If the user wants to view the code at line 175 in the script:

x = self.conv3(x)

After executing the network training, you can find multiple operator information corresponding to the line of code from the final execution graph (ms_output_trace_code_graph_{graph_id}.ir file). The content of the file corresponding to Conv2D-op12 is as follows:

  %20(equivoutput) = Conv2D(%17, %19) {instance name: conv2d} primitive_attrs: {IsFeatureMapInputList: (0), kernel_size: (3, 3), mode: 1, out_channel: 384, input_names: [
x, w],    pri_format: NC1HWC0, pad: (0, 0, 0, 0), visited: true, pad_mod: same, format: NCHW,  pad_list: (1, 1, 1, 1), precision_flag: reduce, groups: 1, output_used_num:
(1), stream_id:     0, stride: (1, 1, 1, 1), group: 1, dilation: (1, 1, 1, 1), output_names: [output], IsFeatureMapOutput: true, ms_function_graph: true}
       : (<Tensor[Float32], (32, 256, 13, 13)>, <Tensor[Float32], (384, 256, 3, 3)>) -> (<Tensor[Float32], (32, 384, 13, 13)>)
       : (<Float16xNC1HWC0[const vector][32, 16, 13, 13, 16]>, <Float16xFracZ[const vector][144, 24, 16, 16]>) -> (<Float32xNC1HWC0[const vector][32, 24, 13, 13, 16]>)
       : full_name_with_scope: (Default/network-WithLossCell/_backbone-AlexNet/conv3-Conv2d/Conv2D-op12)
       ...
       # In file ./tain_alexnet.py(175)/        x = self.conv3(x)/
       ...

The meanings of the lines in the file content shown above are as follows:

  • The input and output of the operator on the Host side (the first line) and the Device side (the second line, some operators may not exist). It can be seen from the execution graph that the operator has two inputs (left side of the arrow) and one output (right side of the arrow).

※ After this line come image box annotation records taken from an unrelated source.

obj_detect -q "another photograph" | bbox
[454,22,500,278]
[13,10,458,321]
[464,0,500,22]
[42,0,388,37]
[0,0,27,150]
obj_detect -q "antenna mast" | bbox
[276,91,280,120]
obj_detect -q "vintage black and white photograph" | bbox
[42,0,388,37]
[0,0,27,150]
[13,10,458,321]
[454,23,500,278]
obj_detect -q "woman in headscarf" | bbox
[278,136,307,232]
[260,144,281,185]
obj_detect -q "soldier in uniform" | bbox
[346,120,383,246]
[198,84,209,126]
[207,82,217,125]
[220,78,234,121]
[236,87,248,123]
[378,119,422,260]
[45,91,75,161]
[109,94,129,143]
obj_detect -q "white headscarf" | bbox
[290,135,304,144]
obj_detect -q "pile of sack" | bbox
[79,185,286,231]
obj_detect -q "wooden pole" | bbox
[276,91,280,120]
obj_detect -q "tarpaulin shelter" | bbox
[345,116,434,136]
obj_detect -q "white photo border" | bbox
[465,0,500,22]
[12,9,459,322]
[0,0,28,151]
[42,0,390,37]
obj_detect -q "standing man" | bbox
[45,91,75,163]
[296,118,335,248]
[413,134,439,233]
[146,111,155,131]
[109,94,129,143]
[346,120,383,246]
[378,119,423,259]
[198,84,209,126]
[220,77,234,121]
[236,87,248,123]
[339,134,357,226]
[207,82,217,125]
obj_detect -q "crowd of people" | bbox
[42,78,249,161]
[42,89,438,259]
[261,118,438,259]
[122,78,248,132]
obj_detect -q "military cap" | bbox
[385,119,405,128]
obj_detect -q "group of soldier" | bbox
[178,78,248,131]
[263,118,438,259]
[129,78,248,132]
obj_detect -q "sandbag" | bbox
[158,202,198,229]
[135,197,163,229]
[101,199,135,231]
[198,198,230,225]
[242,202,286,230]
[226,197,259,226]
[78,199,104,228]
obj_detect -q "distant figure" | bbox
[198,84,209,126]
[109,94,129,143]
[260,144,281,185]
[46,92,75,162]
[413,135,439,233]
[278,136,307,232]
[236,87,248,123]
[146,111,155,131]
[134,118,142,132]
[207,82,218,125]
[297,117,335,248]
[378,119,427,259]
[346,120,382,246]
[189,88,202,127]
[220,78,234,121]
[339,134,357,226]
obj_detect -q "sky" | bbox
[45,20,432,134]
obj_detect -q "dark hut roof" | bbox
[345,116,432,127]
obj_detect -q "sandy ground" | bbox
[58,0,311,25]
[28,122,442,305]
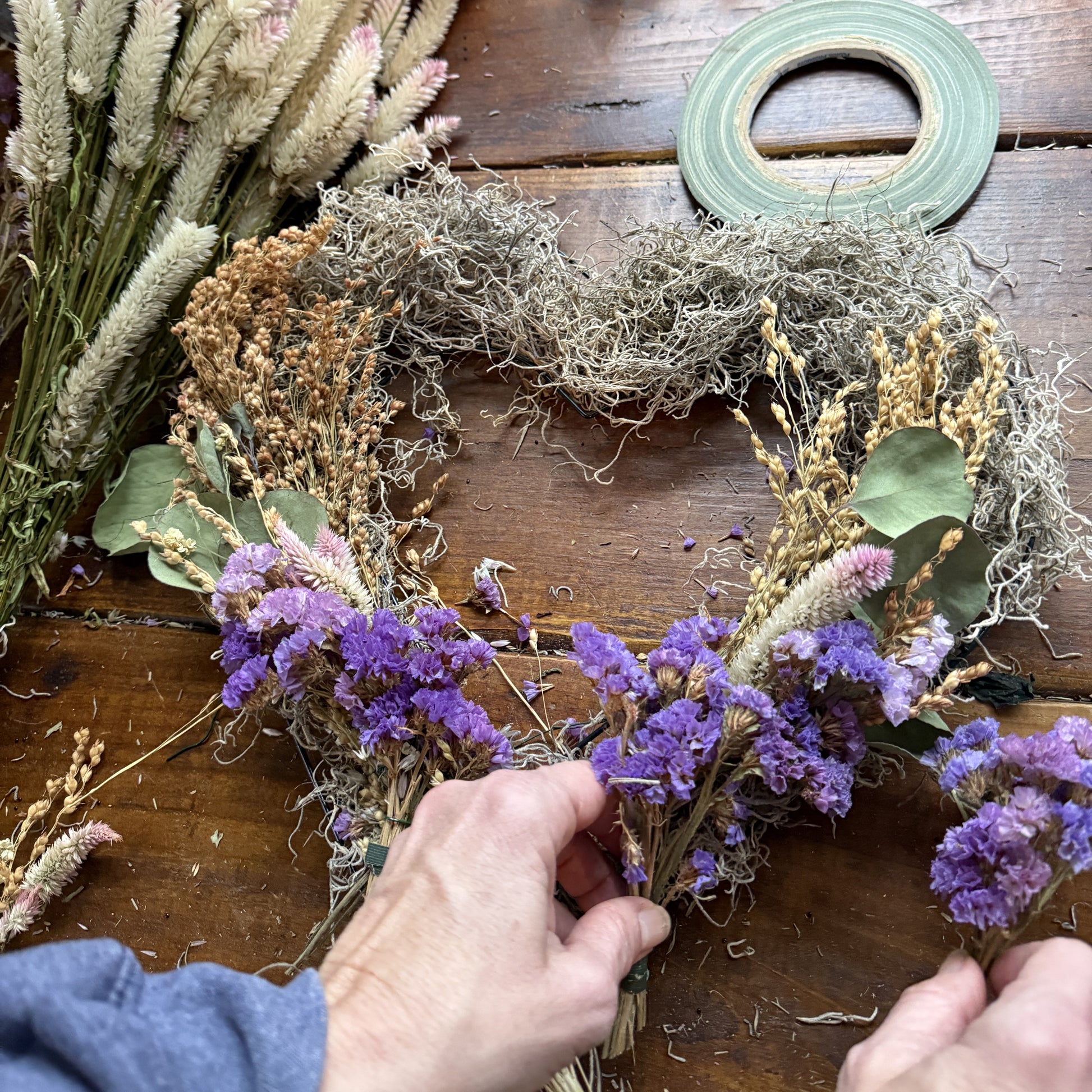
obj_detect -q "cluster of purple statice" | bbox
[212,532,512,777]
[923,717,1092,933]
[571,615,951,898]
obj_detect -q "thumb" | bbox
[838,951,986,1092]
[565,896,672,984]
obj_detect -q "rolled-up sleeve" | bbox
[0,940,327,1092]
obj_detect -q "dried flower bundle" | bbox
[550,308,1002,1056]
[0,0,457,637]
[0,728,120,949]
[921,717,1092,970]
[314,166,1092,634]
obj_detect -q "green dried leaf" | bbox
[255,489,330,546]
[148,493,244,592]
[193,420,228,493]
[860,517,994,634]
[227,402,254,442]
[148,489,327,592]
[865,709,950,759]
[850,428,974,538]
[91,443,188,556]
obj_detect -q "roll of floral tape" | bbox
[678,0,999,227]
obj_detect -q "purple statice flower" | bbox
[1054,800,1092,874]
[353,679,415,747]
[330,811,353,842]
[751,713,807,795]
[411,686,464,727]
[813,619,891,690]
[439,637,497,675]
[219,619,262,675]
[592,698,721,804]
[921,717,1001,793]
[569,621,658,706]
[410,607,458,648]
[247,588,354,632]
[690,850,717,894]
[995,729,1092,787]
[770,629,820,664]
[273,629,327,701]
[930,790,1053,929]
[341,609,416,681]
[474,576,504,613]
[443,694,513,765]
[899,615,956,682]
[212,572,265,621]
[406,649,448,686]
[1052,717,1092,759]
[221,657,270,709]
[224,543,282,576]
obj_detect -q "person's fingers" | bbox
[476,761,606,870]
[557,832,626,911]
[838,951,986,1092]
[989,940,1045,994]
[963,937,1092,1089]
[549,899,576,943]
[565,896,672,987]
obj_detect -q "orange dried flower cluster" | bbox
[169,221,410,562]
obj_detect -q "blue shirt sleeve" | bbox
[0,940,327,1092]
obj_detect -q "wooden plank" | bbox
[0,619,1092,1092]
[16,150,1092,697]
[437,0,1092,167]
[0,619,328,972]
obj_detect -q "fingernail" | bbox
[637,906,672,951]
[937,948,971,974]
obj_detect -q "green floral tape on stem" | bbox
[364,842,390,876]
[619,956,649,994]
[678,0,999,227]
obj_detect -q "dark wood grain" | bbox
[438,0,1092,167]
[0,619,1092,1092]
[29,151,1092,697]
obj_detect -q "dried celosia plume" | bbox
[0,0,457,637]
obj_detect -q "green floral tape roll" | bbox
[678,0,999,227]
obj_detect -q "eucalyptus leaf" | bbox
[148,493,241,591]
[91,443,188,556]
[262,489,330,546]
[865,709,950,759]
[227,402,254,442]
[193,420,227,493]
[850,428,974,538]
[860,516,994,634]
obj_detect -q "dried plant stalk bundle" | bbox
[314,167,1092,635]
[0,0,458,637]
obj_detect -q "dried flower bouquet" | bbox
[0,728,120,950]
[921,717,1092,971]
[571,300,1004,1057]
[0,0,457,637]
[88,223,545,930]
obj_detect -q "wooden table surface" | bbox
[0,0,1092,1092]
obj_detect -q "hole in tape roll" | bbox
[750,54,921,186]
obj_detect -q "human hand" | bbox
[838,937,1092,1092]
[321,762,671,1092]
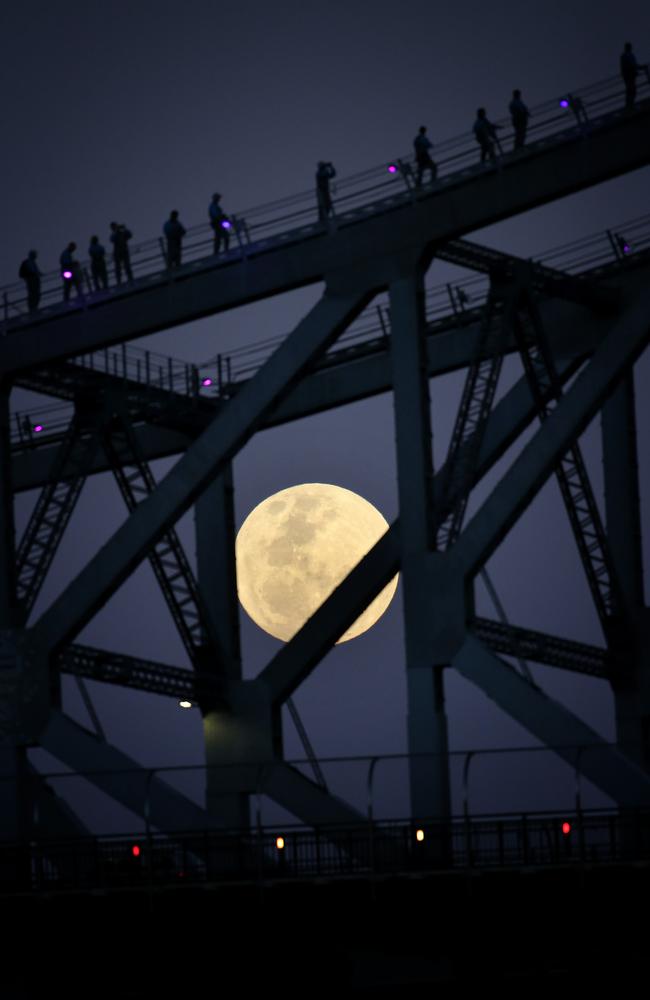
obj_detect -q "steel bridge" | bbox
[0,68,650,876]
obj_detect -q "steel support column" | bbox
[194,463,250,829]
[389,268,450,818]
[601,372,650,769]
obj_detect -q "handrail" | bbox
[0,76,650,327]
[11,213,650,448]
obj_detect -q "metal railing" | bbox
[0,70,650,328]
[11,207,650,448]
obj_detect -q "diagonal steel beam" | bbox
[16,413,100,622]
[453,635,650,808]
[40,709,207,831]
[456,291,650,575]
[259,361,576,703]
[32,289,374,651]
[262,762,366,826]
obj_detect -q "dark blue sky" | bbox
[0,0,650,824]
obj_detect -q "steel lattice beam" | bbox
[470,618,611,680]
[16,414,99,621]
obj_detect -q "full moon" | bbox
[235,483,397,642]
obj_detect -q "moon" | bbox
[235,483,399,643]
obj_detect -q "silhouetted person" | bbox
[413,125,438,187]
[18,250,41,312]
[88,236,108,292]
[508,90,530,149]
[316,160,336,222]
[208,194,231,254]
[111,222,133,285]
[474,108,501,163]
[163,209,185,267]
[59,243,82,302]
[621,42,640,110]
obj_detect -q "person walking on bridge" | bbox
[316,160,336,222]
[18,250,41,312]
[508,90,530,149]
[413,125,438,187]
[208,194,232,255]
[111,222,133,285]
[88,236,108,292]
[620,42,641,111]
[163,209,186,267]
[474,108,501,163]
[59,243,83,302]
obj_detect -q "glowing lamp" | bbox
[235,483,397,642]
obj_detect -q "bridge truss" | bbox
[0,80,650,838]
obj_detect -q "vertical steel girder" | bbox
[103,414,222,666]
[16,413,99,622]
[389,265,451,818]
[0,380,16,629]
[515,292,620,635]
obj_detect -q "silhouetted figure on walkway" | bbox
[59,243,83,302]
[621,42,641,111]
[18,250,41,312]
[316,160,336,222]
[111,222,133,285]
[413,125,438,187]
[163,209,185,267]
[208,194,232,254]
[474,108,501,163]
[88,236,108,292]
[508,90,530,149]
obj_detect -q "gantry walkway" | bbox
[0,72,650,374]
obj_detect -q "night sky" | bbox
[0,0,650,825]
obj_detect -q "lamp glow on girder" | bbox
[235,483,397,642]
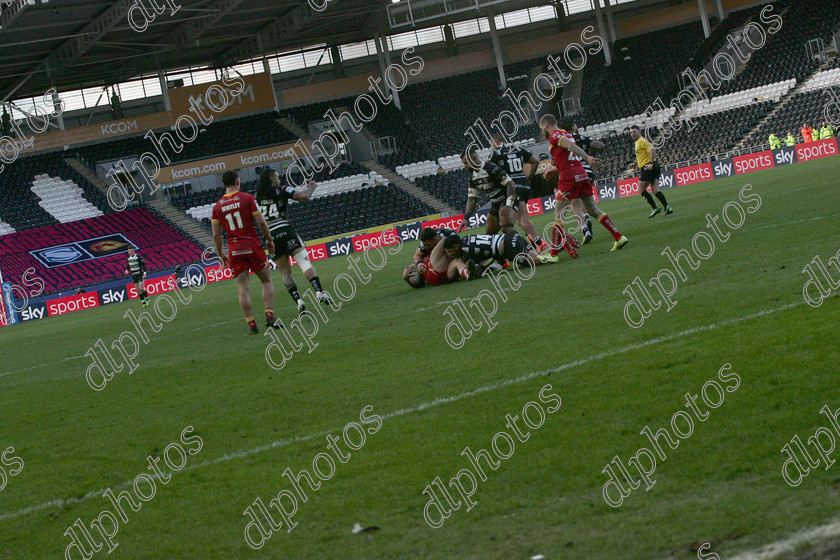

       : (<Tensor[Float32], (32, 256, 13, 13)>, <Tensor[Float32], (384, 256, 3, 3)>) -> (<Tensor[Float32], (32, 384, 13, 13)>)
       : (<Float16xNC1HWC0[const vector][32, 16, 13, 13, 16]>, <Float16xFracZ[const vector][144, 24, 16, 16]>) -> (<Float32xNC1HWC0[const vector][32, 24, 13, 13, 16]>)
    
  • Operator name. It can be seen from the execution graph that the full name of the operator in the final execution graph is Default/network-WithLossCell/_backbone-AlexNet/conv3-Conv2d/Conv2D-op12.

    : (Default/network-WithLossCell/_backbone-AlexNet/conv3-Conv2d/Conv2D-op12)
    
  • The training script code corresponding to the operator. By searching the training script code to be queried, multiple matching operators can be found.

    # In file {Absolute path of model_zoo}/official/cv/alexnet/src/alexnet.py(175)/        x = self.conv3(x)/
    

Through the operator name and input and output information, you can find the only corresponding Tensor data file. For example, if you want to view the dump file corresponding to the first output data of the Conv2D-op12 operator, you can obtain the following information:

  • operator_name: Conv2D-op12.

  • input_output_index: output.0 indicates that the file is the data of the first output Tensor of the operator.

  • slot: 0, this tensor only has one slot.

Search for the corresponding file name in the data object file directory saved by Dump: Conv2d.Conv2D-op12.0.0.1623124369613540.output.0.DefaultFormat.float16.npy.

When restoring data, execute:

import numpy
numpy.load("Conv2D.Conv2D-op12.0.0.1623124369613540.output.0.DefaultFormat.float16.npy")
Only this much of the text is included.